Jugé pour avoir violé sa fille, un Beauvechainois condamné à six ans de prison et arrêté à l'audience
Ce dossier nauséabond, vous l'avez découvert dans notre édition du 9 juillet. La veille, Simon (prénom d'emprunt) F., un Beauvechinois de 39 ans, avait été longuement mis sur la sellette par le tribunal, soucieux d'essayer de comprendre comment cet homme avait pu avoir pareil comportement à l'égard de sa fille.
Des explications alambiquées avancées, entrecoupées de pleurs dont on ne saura jamais si elles étaient réelles ou feintes, on crut comprendre qu'il faisait en quelque sorte porter la responsabilité des viols (fellations) sur la gamine. Dans l'ordre logique des choses puisqu'il lui répétait qu'en cas de dévoilement des viols, perpétrés selon le parquet du 23 juin 2023 au 18 janvier 2026, il irait en prison. Il menaça de se suicider et de tuer son chien, le seul être en qui elle mettait sa confiance, vu que sa mère avait quitté le foyer familial une fois acquise la séparation avec son mari.
Des viols dénoncés sur conseil de l'IA
L'enfant consultait l'intelligence artificielle, qui lui donna le judicieux conseil de se rendre à la police pour narrer son calvaire. La zone de police des Ardennes brabançonnes recueillit ses confidences et envoya sur-le-champ une estafette au domicile de Simon qui, dans son trip désaxé, était en train de regarder un film pornographique.
Outre celle de viols, le parquet avait retenu les préventions d'atteinte à l'intégrité sexuelle d'une personne avec la circonstance aggravante que la victime était la fille mineure, la détention d'images à caractère pédopornographique, les coups, l'usage de stupéfiants en présence d'une mineure, et la détention d'un couteau papillon. Amplement suffisant pour justifier la peine de huit ans de prison ferme requise par la substitute du procureur du roi Aurélie Bassine.
Le SPJ (service de protection de la jeunesse) s'était saisi du dossier et avait entendu séparément les protagonistes.
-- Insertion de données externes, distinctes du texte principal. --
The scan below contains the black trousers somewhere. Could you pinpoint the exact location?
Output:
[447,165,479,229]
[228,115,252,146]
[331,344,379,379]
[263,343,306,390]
Il attendait vraisemblablement le jugement avant de prendre une décision à propos de l'avenir de l'adolescente.
Le tribunal s'est montré étonné, pour ne pas dire outré, d'apprendre du prévenu qu'il avait, récemment, rencontré sa fille à trois reprises.
Une peine de cinq ans, assortie ou non du sursis total ou partiel, était apparue comme juste aux yeux de l'avocat Deutsch. Selon lui, elle permettrait notamment à son client de bénéficier d'un suivi thérapeutique qui devrait lui permettre d'évacuer ses démons.
Non seulement le tribunal ne l'a pas suivi mais, après avoir condamné le prévenu aux six ans requis, il a ordonné son arrestation immédiate à l'audience requise par le parquet au motif que l'intéressé "n'a toujours pas pris la mesure de la gravité des faits".